Hypothèse alternative : l’accès lexical

Portant sur l’étude du rôle de la terminaison en français, plusieurs expériences ont apportées confirmation de l’implication des informations de genre lors de l’accès aux représentations lexicales sans toutefois en définir avec précision la localisation temporelle. Ainsi, Colé, Pynte & Andriamamonjy (2003) ont examiné le rôle des indices de genre portés par les terminaisons lors du processus de lecture. Via une tâche de décision lexicale, les auteurs ont dans un premier temps trouvés une interaction entre la valeur prédictive de la terminaison (PVE) et la fréquence d’occurrence du mot dans le lexique : pour les items de basse fréquence, les temps de décision lexicale étaient plus courts lorsque la fin du mot était un bon indice de genre plutôt que lorsque ça ne l’était pas (ce qui ne fut pas trouvé pour les mots de haute fréquence). Ce qui impliquerait que l’information de genre convoyée par la terminaison a un impact réel sur la vitesse d’accès au lexique. Une deuxième tâche de décision lexicale apportait quelques précisions supplémentaires : il existerait deux types de régularités orthographiques susceptibles d’influencer les temps de décision lexicale, la première permettant la prédiction du genre à partir de la terminaison et la seconde prédisant la dernière lettre du mot à partir du genre. C’est seulement grâce à un paradigme d’enregistrement du mouvement des yeux (Pynte, Kennedy & Murray, 1991 ; pour une revue voir Rayner, 1998) sur des mots amorcés par des articles définis accordés en genre (le et la), que les auteurs étaient arrivés à l’hypothèse finale selon laquelle, chez les locuteurs français lors du processus d’identification de mots, l’information de genre serait encodée dans le lexique mental à différents niveaux : à un stade pré-lexical, à un stade lexical et à niveau post-lexical

Dans une autre étude portant sur la fréquence d’occurrence, Taft et Meunier (1998), avaient eux aussi démontrés que la terminaison du nom avait une incidence sur la catégorisation en genre des items qui cette fois ci ne dépendait pas de l’effet de fréquence.

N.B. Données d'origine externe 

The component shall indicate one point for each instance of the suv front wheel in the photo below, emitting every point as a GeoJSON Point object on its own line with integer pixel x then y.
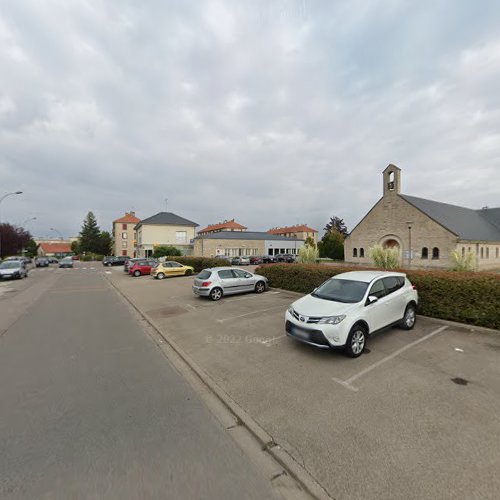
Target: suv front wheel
{"type": "Point", "coordinates": [410, 317]}
{"type": "Point", "coordinates": [356, 341]}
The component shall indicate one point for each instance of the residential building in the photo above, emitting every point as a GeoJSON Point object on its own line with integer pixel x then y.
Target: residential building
{"type": "Point", "coordinates": [424, 231]}
{"type": "Point", "coordinates": [227, 225]}
{"type": "Point", "coordinates": [245, 243]}
{"type": "Point", "coordinates": [54, 248]}
{"type": "Point", "coordinates": [165, 229]}
{"type": "Point", "coordinates": [124, 235]}
{"type": "Point", "coordinates": [300, 231]}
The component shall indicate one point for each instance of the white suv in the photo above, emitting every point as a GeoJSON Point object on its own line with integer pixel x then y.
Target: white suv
{"type": "Point", "coordinates": [345, 309]}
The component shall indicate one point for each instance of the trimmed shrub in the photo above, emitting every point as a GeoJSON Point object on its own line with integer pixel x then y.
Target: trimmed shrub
{"type": "Point", "coordinates": [386, 258]}
{"type": "Point", "coordinates": [472, 298]}
{"type": "Point", "coordinates": [200, 263]}
{"type": "Point", "coordinates": [466, 262]}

Cette observation, associée au phénomène selon lequel les locuteurs éprouvent une plus grande difficulté à catégoriser les noms dont l’article ne porte aucune indication de genre (e.g. l’article défini élidé l’), avait amené les auteurs à poser le modèle de dual source : l’extraction de se baserait d’abord sur l’information lexicale que représente l’article, puis sur les indices orthographiques et phonologiques en provenance de la terminaison qui seraient employés dans le but de confirmer le genre préalablement activé.

Pour conclure, les évidences qu’en à l’existence d’un effet de genre lors de l’accès au lexique sont nombreuses et relativement fortes, puisque supportées par des études menées dans plusieurs langues et selon diverses procédures expérimentales. Toutefois, deux hypothèses principales quant à la temporalité de l’extraction et de l’influence des informations de genre ont été proposées pour interpréter cet effet. Selon le premier modèle, les informations de genre ne seraient disponibles qu’après la sélection lexicale. Alternativement, certains auteurs soutiennent que l’effet de genre aurait une origine pré-lexicale, et par là même pourrait intervenir lors de la pré-activation des candidats stockés dans le lexique mental. Le débat concernant le décours temporel du processus de traitement du genre grammatical reste donc entièrement ouvert.